La historia de Joseph Ratzinger distingue tres etapas. En la primera está el joven teólogo cuyos enfoques novedosos sorprendían al sólido Micheal Schamus, deslumbraba en los claustros universitarios de Bonn, de Münster y de Ratisbona, y admiraba la “nueva teología” del célebre catedrático de Innsbruck, Karl Rahner.
En la segunda etapa está el duro guardián del dogma que encarnó cuando el Papa Juan Pablo II lo convirtió en prefecto de la Congregación de la Doctrina de la Fe (ex Santo Oficio”; etapa a la que llega más aferrado a la tradición patrística y distanciado del escolasticismo y de las huellas de Kant, Hegel y Heidegger que percibía en Rahner.
En la tercera etapa, está el Papa Benedicto XVI, quien a pesar de su inmensa timidez, de su dificultad para liderar y de su desagrado por las actividades gubernamentales, terminó librando épicas batallas contra los poderes más oscuros de la curia romana y provocando un tremendo cataclismo con su renuncia al trono de Pedro.
En la segunda etapa del trayecto teológico y pastoral de Ratzinger, su vigoroso intelecto y rigurosa formación parecían enfocadas únicamente a sostener la estructura de la iglesia, defendiendo la certeza dogmática de todo lo que la desafiara.
Fuera de la certeza dogmática, para el titular del santo oficio todo era “relativismo moral”. Sin embargo, en los años de juventud y claustros universitarios, hubo en él un interés por la verdad como una búsqueda, y una vocación por el debate intelectual, incluso si alcanzaba el mensaje evangélico.

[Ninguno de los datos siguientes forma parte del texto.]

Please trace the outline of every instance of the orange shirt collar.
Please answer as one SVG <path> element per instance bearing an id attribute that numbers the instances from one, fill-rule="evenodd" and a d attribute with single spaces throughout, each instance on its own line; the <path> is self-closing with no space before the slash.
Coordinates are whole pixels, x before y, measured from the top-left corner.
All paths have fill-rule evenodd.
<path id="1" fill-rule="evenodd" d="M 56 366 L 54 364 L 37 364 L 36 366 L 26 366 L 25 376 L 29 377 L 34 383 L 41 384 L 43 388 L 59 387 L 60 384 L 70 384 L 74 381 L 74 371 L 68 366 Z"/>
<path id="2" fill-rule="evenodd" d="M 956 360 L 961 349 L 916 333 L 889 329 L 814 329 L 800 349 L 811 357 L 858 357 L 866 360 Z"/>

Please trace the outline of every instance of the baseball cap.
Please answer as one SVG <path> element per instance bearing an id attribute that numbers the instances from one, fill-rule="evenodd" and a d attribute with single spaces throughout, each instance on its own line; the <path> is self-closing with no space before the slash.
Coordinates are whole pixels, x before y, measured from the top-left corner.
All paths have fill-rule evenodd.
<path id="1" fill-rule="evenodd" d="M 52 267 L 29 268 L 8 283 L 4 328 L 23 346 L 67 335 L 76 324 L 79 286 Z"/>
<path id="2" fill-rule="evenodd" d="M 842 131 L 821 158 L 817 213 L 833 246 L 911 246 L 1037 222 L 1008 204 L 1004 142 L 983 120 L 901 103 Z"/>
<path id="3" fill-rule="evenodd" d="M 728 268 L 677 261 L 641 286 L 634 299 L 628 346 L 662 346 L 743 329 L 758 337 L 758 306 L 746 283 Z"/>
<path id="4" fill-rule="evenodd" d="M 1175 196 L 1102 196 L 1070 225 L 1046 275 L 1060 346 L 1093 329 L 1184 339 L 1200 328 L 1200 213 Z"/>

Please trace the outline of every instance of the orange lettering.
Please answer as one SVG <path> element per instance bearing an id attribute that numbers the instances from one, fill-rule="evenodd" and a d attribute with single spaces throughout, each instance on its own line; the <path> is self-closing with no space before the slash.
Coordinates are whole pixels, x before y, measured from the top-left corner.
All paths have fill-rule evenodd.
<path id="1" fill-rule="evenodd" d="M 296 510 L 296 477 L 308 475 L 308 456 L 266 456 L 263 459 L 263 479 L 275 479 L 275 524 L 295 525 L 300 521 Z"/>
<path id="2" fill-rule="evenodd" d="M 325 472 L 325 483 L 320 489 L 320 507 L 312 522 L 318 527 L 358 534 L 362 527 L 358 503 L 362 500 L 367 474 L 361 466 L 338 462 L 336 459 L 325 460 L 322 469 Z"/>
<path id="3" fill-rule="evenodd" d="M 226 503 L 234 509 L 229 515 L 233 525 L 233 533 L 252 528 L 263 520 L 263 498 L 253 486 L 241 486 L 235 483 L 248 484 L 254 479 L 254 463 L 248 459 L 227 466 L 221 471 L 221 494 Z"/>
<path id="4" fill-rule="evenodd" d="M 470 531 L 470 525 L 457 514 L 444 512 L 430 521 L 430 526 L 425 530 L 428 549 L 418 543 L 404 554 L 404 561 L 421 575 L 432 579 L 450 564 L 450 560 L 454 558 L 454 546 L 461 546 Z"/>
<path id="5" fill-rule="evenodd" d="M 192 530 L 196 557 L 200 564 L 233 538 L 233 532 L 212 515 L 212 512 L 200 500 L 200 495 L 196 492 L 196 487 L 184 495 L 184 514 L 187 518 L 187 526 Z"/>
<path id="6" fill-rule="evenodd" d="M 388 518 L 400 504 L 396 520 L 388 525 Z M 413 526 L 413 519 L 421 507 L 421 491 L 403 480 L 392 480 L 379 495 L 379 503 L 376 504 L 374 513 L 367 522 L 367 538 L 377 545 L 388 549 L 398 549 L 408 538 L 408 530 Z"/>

No rechazaba la idea de verdad revelada, pero no se cerraba al debate. Al contrario, lo promovía. Por eso, abrevando en las vertientes teológicas consideradas conservadoras respecto al dogma y la liturgia, el joven teólogo fue uno de los asesores del Concilio Vaticano II, destacándose junto a intelectuales vanguardistas de la iglesia de aquel tiempo, como el jesuita Henri de Lubac y el dominico Yves Congar.
A esa altura, lo que había escrito Joseph Aloisius Ratzinger era equiparable en densidad y profundidad de contenidos a los siete volúmenes de la Teología Dogmática, la monumental obra del también alemán y bávaro Michael Schmaus, quien lo había reprobado en una de sus primeras tesis.
Por su personalidad retraída y su avanzada edad, muchos cardenales lo erigieron pontífice pensando que haría un papado de transición que no cambiaría en la estructura eclesial lo que no había modificado Wojtila. A Ratzinger, lo que le sobraba en vigor intelectual, le faltaba en carisma y voluntad de poder. No era un sacerdote de altares, sino de bibliotecas. Pero igual que Juan XXIII, a quien también habían elegido como Papa de transición y generó el concilio más trascendente y renovador, Benedicto XVI terminó sorprendiendo al clero al tomar ciertas decisiones sísmicas.
Fue el tímido Benedicto quien puso sobre la mesa el vicio de la pederastia como una de las gangrenas que carcomen la estructura de la iglesia. También fue ese hombre frágil que carecía del instinto político de mandar, quien expuso las opacidades que abundan en las finanzas vaticanas.
Los llamados “VatiLeaks” y la traición de su mayordomo personal, Paolo Gabriele, fueron los violentos mensajes con que sectores corruptos de la curia romana le advirtieron que se limitara a presidir las ceremonias y dar los discursos “urbi et orbi”, sin pretensión alguna de gobernar y, muchos menos, de cambiar ciertas realidades imperantes desde tiempos inmemoriales.
La traición de Gabriele le hizo ver su intemperie institucional y su falta de instrumentos para combatir a esos poderes oscuros. Y en esa soledad inerme, decidió arrojar sobre esos poderosos enemigos lo más destructivo que tenía para arrojarles: su renuncia.
Se colocó así en el estante de las excepciones a la regla de morir sobre el trono de Pedro. En ese estante está Gregorio XII, quien en el siglo XV dimitió en el marco del Concilio de Constanza, con la iglesia dividida y enfrentando al papa con sede en Avignon: Benedicto XIII.
Y también está Celestino V, el Papa que renunció en el siglo XIII a cinco meses de haber sido nombrado pontífice y por una razón que tiene similitudes con la que llevó a Ratzinger a renunciar: ni le gustaba ni estaba preparado para gobernar, pero tampoco estaba dispuesto a permitir que otros, motivados por codicias y ambiciones, gobernaran la iglesia desde atrás del trono que él ocupaba.